How to read a Spanish encoded file and store it character by character?

680 views Asked by At

I have trouble reading a file and storing it on memory since it is written in Spanish, I think it could be an encoding problem. I would like to know a way to print or store each of the characters separately. I have already tried many things but the most accurate approach I have found is using the method wstring readFile(const char* filename),as showed in the code:

#include <sstream>
#include <fstream>
#include <iostream>
#include <fstream>
#include <algorithm>

std::wstring readFile(const char* filename)//Read using a file using wifstream
{
    std::wifstream wif(filename);

    std::wstringstream wss;

    wss << wif.rdbuf();
    return wss.str();
}

int main()
{
    std::wstring fileContent = readFile("read.txt"); //Read file to wstring.
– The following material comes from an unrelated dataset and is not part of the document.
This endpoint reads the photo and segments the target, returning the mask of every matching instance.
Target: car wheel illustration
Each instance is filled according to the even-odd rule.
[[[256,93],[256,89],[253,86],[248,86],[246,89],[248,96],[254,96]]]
    std::wcout << fileContent ; //Print the wstring. This works fine.
    std::cout << " " << std::endl;//Give spacing.

    wchar_t a; //create variable wchar_t.
    int fs = fileContent.size();
    std::cout << "Number of chars: " << fs; //Check content size.

    for (int i = 0; i < fs; i++){ //I want to print each letter.

        a = fileContent.at(i);  //Assign to "a" content of specified index.

        std::wcout << " " << a ; //Print character stored in variable a.
    }
}

It seems there is a problem when storing or printing the value of fileContent.at(i) or fileContent[i] in the variable wchar_t a. Do you know what could be improved in the code or give me a guideline to solve this problem?

I am using Macintosh and Linux, if it helps to know. Thanks!

1

There are 1 answers

0
Remy Lebeau On BEST ANSWER

You are using std::wifstream, which returns Unicode characters using wchar_t (UTF-16 or UTF-32, depending on platform), but you are not telling std::wifstream what the encoding of the source file is so that it can decode the file data from Spanish to Unicode. You need to imbue() an appropriate Spanish locale into the std::wifstream before you can start reading the file data.